At last, an IQ I could get to grips with again … realised almost straight away the ORs had to be removed, which made life a lot easier. Like others, realised ANTRA, having previously had ATRIA, after getting C(OR)ONER.
Thanks for blog, HG. I note you have nailed your blue flag to the mast with your anagram … you probably know the ALTERNATIVE version :
MEG, THE ARCH-TARTAR
Listener infra-cryptic that day too, so a rare thumb-twiddling Sunday.
A good one that wasn’t as scary as it first appeared. The four standard clues were pretty friendly, and once you’d found one it was obvious where the others should go. Also spotted that we were missing OR’s pretty early, which made things a lot more straightforward than I feared they might be. Working out that “There is no” is an anagram of “on the rise” led me up a brief cul-de-sac at the close (too clever for my own good!), so thankfully the letters we were actually looking to highlight weren’t too tricky to spot. Chalk me up as another one who confidently entered ATRIA before belatedly realising the error of my ways.
Another good one. I missed the TINA acronym in the title, I only saw the lady not for turning. Thanks to all.
Murray @5: blue? you must be joking! (You might have noticed that I couldn’t bring myself to write her name, and so attempted a hint of satire by way of avoidance.)
HG@8 For that relief, much thanks ! In the far-off days when I was working, I once had a client who astounded me by confiding that he found her very alluring !
For quite a while, I was doggedly solving without a notion as to what was going on in the across clues.
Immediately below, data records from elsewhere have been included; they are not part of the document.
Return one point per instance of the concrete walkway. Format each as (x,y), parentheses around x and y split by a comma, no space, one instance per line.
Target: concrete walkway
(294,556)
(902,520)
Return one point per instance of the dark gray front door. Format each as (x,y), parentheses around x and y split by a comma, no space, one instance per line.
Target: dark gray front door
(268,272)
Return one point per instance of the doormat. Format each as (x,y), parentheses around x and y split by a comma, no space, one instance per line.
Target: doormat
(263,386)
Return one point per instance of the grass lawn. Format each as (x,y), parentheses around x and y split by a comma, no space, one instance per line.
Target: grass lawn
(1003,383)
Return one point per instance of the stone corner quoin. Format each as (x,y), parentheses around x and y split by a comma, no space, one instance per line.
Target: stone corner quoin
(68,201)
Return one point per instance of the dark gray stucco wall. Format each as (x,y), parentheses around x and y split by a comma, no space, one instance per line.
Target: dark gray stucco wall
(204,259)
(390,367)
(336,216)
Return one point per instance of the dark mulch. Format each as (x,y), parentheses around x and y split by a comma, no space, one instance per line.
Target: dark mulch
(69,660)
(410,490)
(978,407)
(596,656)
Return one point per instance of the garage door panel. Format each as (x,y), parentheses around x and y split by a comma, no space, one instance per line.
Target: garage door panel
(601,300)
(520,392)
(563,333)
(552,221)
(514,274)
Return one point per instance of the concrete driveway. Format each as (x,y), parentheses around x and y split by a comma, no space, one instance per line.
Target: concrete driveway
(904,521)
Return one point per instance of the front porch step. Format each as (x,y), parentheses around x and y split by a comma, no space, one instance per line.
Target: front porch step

And then Margaret seemed to appear along the top; and sure enough her other half along the bottom; and all was clear and a relative breeze, but fun. Thanks to Serpent and HolyGhost.
Thanks Serpent for another fun puzzle and HG for the blog. I’d missed the full meaning of the title too, and assumed a lady not for turning (just like PeeDee @7).
And I’m yet another to be held up for a while after banging in ATRIA at 6d, the second clue I solved if memory serves.